Yani özetle, Uygurların Çin’de, Türkiye’de Kürtlerin sahip olmadığı hakları var ve bu haklar, gerçekte, Çin’in iyi ya da kötü niyetinden değil, sosyalist geçmişinden ileri geliyor. Hemen hemen tüm sosyalist ülkelerde, etnik sorunlar, kolektif haklar verilerek, hatta kimi durumlarda özerkliğin ötesine geçilip federasyona bağlı cumhuriyet kurma hakkı tanınarak çözülüyordu. Ancak aynı zamanda, Türkiye’deki Kürt politikasının tersine, Çin hükümeti, ülkede Uygurların yere bağımlı (teritoryal) bir azınlık olmasını engellemek için elinden geleni yapıyor.

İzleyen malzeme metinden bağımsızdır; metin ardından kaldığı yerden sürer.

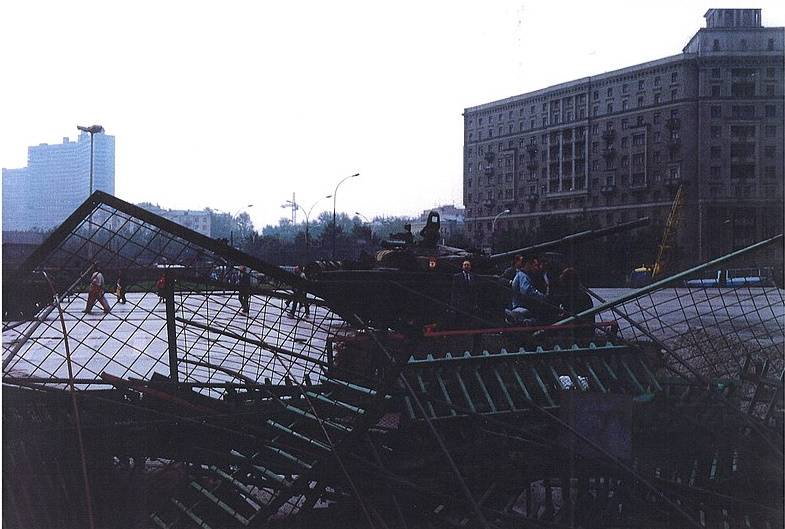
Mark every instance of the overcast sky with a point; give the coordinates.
(223, 104)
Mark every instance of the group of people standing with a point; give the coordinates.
(95, 293)
(539, 296)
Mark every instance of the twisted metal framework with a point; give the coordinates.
(268, 420)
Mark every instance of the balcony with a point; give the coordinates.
(672, 182)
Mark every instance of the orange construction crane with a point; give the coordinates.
(660, 265)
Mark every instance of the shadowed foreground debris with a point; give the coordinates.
(187, 413)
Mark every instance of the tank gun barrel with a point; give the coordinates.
(572, 238)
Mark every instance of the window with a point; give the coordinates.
(743, 111)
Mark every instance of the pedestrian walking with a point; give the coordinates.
(244, 289)
(96, 292)
(120, 288)
(300, 296)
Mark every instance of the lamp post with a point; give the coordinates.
(289, 204)
(368, 222)
(335, 196)
(231, 230)
(493, 224)
(92, 129)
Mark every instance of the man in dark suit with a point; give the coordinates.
(464, 294)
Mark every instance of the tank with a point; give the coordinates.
(409, 282)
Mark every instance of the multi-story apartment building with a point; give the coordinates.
(618, 146)
(56, 181)
(199, 221)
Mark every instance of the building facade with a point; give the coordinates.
(618, 146)
(199, 221)
(56, 181)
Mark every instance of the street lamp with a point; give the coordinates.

Han çoğunluğun Sincan/Doğu Türkistan’a yoğun olarak yerleştirilmesiyle, Uygurlar, kolektif hakları tanınan, fakat vatansızlaştırılan bir konuma doğru sürükleniyorlar on yıllardır. Bunun Türkiye’deki karşılığı, milyonlarca Türk’ün Kürtlerin yoğun olarak yaşadığı şehirlere kaydırılması ve bu ‘taşınmalar’a destek olmak için onlara çeşitli teşvikler ve vergi indirimleri uygulanması biçiminde olabilirdi. Bir benzerini Filistin topraklarını her dakika kemiren İsrailli yerleşimcilerde görüyoruz.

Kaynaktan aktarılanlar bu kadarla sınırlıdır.